De olores, perros y tlacoyos
Por: Saúl Ugalde
Con su inconfundible (al menos entre argentinos) acento cordobés, una amiga me pregunta, Saúl ¿Por qué no hay perros en el centro? No sé, es lo primero que se me ocurre contestar, mientras trato de articular una respuesta más elaborada.
Por qué no hay perros en el centro. Ahora me formulo una pregunta que de otra manera nunca me habría hecho. Caigo en cuenta que, efectivamente, no hay perros en el centro, perros de la calle, de esos que conocemos como “solovinos”, no de los que caminan al lado de su amo con una correa.
Para tratar de dar una respuesta “inteligente”, le digo que los perros no son tontos, que cruzar de la zona de barrios, donde sí son comunes, al centro, es jugarse la vida porque tendrían que atravesar avenidas importantes.
Concuerda conmigo y agrega que quizá tampoco encuentren comida. La conclusión a la que llegamos (al menos eso creo) es que los perros tienen pocos “incentivos” para arriesgar la vida tratando de llegar a un lugar en el que probablemente no encuentren comida. No es lo mismo darle arroz a las palomas que ir por la vida con una bolsita de huesos para el perro. La respuesta suena lógica y nos deja tranquilos.
Por su condición de extranjera, mi amiga hace preguntas que desconciertan por su simpleza, pero es justamente esa simpleza lo que las hace difíciles de responder. Pasamos por un lugar en el que venden tlacoyos y la pregunta es inevitable ¿Qué es un tlacoyo?
Pude haberle dicho que “Los tlacoyos, clacoyos o tlatloyos son un alimento de origen prehispánico, que consiste en una tortilla gruesa, ovalada y larga, preparada con una mezcla de masa de maíz y frijoles (o habas) cocidos, secos y molidos, la cual puede ir rellena de diversos ingredientes.”
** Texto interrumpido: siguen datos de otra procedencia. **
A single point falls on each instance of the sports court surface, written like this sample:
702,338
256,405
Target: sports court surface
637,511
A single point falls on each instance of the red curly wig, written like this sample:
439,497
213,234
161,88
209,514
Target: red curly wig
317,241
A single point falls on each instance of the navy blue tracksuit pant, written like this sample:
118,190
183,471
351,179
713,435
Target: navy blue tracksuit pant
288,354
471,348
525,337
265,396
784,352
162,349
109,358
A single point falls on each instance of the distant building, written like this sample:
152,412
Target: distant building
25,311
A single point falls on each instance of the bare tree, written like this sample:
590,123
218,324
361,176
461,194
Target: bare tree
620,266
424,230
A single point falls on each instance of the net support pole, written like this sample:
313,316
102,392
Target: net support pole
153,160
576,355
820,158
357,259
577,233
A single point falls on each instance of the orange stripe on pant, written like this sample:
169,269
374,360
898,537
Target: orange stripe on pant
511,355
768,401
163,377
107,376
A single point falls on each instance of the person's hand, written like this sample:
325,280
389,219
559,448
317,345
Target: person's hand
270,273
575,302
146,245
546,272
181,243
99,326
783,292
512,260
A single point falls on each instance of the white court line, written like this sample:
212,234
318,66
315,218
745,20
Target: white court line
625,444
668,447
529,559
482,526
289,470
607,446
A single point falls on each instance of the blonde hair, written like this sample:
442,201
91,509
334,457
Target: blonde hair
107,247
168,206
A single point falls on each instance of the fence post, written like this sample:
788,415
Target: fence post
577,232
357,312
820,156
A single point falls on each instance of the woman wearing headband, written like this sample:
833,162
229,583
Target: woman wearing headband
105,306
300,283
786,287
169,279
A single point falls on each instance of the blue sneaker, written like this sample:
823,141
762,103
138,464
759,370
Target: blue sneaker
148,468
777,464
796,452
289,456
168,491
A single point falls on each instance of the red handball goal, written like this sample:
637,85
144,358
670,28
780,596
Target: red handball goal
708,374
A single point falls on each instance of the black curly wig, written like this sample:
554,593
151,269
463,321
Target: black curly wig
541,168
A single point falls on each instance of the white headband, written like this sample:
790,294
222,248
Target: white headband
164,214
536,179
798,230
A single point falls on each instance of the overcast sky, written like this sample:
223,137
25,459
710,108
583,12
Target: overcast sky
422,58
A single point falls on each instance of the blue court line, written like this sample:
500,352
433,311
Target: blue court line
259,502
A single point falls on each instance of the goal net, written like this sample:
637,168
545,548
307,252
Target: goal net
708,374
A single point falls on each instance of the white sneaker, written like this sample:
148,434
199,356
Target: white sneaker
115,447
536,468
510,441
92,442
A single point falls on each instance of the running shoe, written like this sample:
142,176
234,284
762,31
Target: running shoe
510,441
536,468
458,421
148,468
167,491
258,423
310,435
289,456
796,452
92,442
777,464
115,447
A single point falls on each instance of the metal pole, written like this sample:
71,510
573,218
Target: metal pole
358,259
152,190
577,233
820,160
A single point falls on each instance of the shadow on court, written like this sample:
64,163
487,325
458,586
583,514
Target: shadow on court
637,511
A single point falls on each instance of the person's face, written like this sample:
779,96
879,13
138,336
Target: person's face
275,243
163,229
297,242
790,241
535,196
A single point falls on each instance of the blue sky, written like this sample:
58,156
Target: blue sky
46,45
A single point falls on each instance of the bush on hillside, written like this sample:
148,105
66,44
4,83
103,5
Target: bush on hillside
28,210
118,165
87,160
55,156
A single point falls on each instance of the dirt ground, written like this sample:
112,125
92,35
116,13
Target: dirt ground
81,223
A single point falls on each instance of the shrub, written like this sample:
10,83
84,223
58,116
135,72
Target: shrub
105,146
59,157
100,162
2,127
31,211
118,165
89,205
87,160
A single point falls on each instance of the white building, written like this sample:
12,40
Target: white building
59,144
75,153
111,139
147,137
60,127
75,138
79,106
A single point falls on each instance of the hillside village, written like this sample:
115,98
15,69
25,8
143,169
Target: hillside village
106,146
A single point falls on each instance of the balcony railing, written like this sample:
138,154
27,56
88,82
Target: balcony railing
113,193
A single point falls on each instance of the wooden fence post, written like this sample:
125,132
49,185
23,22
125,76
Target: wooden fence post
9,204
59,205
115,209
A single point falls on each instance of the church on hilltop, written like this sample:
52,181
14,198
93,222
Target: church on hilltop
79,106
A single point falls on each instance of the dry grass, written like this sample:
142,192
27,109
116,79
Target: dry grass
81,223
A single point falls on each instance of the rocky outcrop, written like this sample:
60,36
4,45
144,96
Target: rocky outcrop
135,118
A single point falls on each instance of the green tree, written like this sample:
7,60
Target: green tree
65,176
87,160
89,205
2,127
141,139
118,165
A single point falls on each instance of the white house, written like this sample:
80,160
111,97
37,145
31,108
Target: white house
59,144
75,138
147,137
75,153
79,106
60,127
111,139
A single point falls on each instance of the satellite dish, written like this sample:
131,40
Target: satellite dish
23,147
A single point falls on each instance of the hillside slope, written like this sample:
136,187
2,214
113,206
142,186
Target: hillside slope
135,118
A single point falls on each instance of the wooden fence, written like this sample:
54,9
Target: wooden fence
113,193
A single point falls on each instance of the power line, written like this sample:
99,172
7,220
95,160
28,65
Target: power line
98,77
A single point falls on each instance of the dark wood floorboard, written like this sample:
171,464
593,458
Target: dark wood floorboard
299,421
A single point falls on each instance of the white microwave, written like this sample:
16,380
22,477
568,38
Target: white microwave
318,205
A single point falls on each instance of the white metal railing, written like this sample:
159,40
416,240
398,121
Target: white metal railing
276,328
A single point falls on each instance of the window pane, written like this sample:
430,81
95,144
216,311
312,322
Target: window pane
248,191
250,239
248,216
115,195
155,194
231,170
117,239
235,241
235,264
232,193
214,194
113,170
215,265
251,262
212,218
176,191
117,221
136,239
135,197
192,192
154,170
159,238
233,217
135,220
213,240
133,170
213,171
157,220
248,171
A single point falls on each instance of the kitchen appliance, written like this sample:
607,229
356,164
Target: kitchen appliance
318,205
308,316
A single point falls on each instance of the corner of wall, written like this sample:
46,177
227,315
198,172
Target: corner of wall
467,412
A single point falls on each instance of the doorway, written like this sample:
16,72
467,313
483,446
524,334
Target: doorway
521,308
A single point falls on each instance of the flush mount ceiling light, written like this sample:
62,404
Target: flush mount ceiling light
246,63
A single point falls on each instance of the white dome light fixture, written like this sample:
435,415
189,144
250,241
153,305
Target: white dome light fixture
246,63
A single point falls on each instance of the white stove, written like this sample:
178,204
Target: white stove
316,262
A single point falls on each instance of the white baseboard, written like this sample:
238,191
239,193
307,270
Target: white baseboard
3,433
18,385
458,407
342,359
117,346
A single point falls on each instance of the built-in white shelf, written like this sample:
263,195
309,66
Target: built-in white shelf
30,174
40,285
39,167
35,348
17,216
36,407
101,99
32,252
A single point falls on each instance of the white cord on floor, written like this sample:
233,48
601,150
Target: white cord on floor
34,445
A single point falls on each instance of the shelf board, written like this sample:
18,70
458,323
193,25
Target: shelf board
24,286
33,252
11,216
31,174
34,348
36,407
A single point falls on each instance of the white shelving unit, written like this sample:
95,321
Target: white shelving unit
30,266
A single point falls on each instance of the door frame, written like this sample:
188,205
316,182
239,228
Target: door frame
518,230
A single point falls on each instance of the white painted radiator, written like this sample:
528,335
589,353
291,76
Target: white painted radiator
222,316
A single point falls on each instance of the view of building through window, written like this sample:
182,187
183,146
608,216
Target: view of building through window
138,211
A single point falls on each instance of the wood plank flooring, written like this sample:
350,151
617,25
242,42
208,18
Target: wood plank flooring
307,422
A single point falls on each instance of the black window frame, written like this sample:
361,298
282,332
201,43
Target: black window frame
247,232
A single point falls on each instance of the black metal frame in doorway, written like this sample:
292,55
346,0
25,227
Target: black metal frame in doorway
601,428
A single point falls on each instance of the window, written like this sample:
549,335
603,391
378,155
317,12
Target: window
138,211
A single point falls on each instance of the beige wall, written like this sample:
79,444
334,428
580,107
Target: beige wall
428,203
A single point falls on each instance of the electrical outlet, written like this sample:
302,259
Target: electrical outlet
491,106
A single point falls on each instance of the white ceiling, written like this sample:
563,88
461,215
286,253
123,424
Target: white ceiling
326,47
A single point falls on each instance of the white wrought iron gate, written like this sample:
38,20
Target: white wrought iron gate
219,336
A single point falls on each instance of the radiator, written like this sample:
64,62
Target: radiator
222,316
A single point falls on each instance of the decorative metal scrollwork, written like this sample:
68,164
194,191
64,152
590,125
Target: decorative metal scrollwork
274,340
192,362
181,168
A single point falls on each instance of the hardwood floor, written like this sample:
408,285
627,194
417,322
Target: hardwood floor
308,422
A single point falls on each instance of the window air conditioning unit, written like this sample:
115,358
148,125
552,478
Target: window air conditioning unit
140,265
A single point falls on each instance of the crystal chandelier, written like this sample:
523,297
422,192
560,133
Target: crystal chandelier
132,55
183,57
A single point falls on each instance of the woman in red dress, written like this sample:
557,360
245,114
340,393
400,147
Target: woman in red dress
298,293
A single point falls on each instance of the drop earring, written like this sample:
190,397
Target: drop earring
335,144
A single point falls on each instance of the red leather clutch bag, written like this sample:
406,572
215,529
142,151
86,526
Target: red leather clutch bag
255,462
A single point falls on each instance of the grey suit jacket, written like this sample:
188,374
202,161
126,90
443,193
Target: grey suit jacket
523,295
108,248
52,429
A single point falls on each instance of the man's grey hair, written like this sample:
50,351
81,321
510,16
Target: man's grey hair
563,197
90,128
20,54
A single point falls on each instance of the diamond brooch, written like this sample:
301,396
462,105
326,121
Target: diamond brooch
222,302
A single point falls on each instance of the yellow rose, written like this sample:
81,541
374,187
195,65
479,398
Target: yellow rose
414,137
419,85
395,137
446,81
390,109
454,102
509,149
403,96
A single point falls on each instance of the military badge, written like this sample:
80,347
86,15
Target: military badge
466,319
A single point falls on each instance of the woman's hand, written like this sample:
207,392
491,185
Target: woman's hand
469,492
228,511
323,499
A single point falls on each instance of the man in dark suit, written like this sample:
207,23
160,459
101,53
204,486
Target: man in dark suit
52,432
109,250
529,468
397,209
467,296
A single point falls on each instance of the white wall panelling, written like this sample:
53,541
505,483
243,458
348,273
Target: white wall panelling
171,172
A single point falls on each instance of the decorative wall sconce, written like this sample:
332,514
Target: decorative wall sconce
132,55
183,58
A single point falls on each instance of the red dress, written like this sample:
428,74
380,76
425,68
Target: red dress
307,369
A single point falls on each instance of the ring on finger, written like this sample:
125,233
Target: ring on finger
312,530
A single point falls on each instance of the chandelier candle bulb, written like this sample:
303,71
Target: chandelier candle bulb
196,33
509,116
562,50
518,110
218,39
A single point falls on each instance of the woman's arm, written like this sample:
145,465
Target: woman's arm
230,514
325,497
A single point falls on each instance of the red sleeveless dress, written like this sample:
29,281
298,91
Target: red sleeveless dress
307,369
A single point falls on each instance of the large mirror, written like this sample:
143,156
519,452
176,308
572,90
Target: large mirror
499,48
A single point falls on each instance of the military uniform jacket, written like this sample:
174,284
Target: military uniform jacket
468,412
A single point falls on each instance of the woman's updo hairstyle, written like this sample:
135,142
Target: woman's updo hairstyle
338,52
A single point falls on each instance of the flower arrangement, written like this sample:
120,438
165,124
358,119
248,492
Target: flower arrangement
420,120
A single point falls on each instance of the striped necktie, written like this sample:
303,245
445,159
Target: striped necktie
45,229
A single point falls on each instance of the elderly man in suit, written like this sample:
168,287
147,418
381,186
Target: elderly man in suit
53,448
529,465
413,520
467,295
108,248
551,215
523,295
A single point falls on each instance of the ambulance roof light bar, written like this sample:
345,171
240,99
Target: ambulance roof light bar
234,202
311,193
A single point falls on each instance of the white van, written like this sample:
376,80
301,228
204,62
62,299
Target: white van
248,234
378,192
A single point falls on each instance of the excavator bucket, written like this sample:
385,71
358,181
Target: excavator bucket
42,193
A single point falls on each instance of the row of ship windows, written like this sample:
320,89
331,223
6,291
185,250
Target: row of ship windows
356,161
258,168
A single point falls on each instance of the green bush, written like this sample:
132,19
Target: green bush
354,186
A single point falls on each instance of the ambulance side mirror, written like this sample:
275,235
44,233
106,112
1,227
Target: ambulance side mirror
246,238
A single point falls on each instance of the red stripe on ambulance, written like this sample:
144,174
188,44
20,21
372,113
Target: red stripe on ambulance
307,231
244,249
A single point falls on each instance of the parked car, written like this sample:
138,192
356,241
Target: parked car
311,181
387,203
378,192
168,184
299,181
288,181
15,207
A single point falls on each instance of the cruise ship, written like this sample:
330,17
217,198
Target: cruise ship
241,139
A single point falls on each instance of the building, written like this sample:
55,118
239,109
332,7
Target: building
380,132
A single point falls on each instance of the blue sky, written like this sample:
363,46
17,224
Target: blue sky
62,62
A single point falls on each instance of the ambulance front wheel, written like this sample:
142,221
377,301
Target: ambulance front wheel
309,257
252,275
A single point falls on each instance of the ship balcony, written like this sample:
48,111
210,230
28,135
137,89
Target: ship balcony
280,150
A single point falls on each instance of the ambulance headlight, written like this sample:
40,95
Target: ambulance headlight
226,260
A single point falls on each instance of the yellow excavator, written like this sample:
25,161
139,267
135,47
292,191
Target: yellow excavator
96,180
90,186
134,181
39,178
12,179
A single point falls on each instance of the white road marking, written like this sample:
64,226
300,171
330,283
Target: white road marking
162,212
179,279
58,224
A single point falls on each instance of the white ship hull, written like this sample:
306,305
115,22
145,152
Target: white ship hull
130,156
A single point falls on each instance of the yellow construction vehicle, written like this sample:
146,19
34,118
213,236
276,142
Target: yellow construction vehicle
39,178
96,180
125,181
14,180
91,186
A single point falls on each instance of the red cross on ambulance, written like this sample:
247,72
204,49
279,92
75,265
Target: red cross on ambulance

Pero no se trataba de abrumarla con tanta inteligencia (y el Wikipedia no estaba a mano). Por tanto, tuve que improvisar la respuesta. Un tlacoyo es una especie de gordita pero con otra forma. De inmediato escucho una carcajada. Ofendido le pregunto de qué se ríe.
Me explica que le contaron de la gran variedad de comida que tenemos, pero mi respuesta le hace pensar que se trata de pocos platillos con diversos nombres. Debemos reconocer que la sutil diferencia culinaria entre una gordita y un tlacoyo puede que sea relevante sólo para nosotros, así que no le discuto y me aguanto sus risas.
Otro día me dice que cuando llegó a Querétaro tardó como tres días en acostumbrarse al olor ¿Al olor de qué? Al olor de la ciudad. Me inquieto su respuesta. Cómo le digo que es cierto, que frente a la Cámara de Diputados huele a cloaca ¿Me creerá que es el calor y los drenajes viejos?
Afortunadamente no se refería a pestilencias particulares, más bien hablaba de un olor de ciudad que no reconoció y al que tuvo que acostumbrarse ¿A qué huele Querétaro? ¿Se lo ha preguntado?
Yo no lo había hecho, pero recientemente visite la ciudad de Oaxaca y, a la luz de su pregunta, traté de reconocer su olor de ciudad. No supe distinguirlo, claro, pero no huele a Querétaro. Describir el olor de una ciudad es como tratar de explicar a qué sabe una fresa y está visto que no soy Hemingway.
Así transcurren nuestras pláticas (ella diría charlas) o, mejor dicho, debates desinformados. Le digo que no es fácil entender a una pampera con acento cordobés hablar “argentino” y traducirlo a “correcto español” (sólo por hacerla enojar) porque está convencida que mi correcto español apenas llega a “mexicano”.
Entre lo poco que sé y lo mucho que no le entiendo, queda claro que seguiremos con nuestros debates desinformados, los cuales hacen que me cuestione cosas que doy por sabidas, al menos hasta que llega con más preguntas.
Por lo pronto sigo empeñado (y Carissa –otra amiga– me ayuda) en cambiarle el argentinísimo “vos” por el mexicanísimo “tú”, pero ha sido renuente. Caso contrario es la incorporación a su vocabulario de los “sonoros” mexicanismos, eso sí es arar en tierra fértil, pero ésa es otra historia.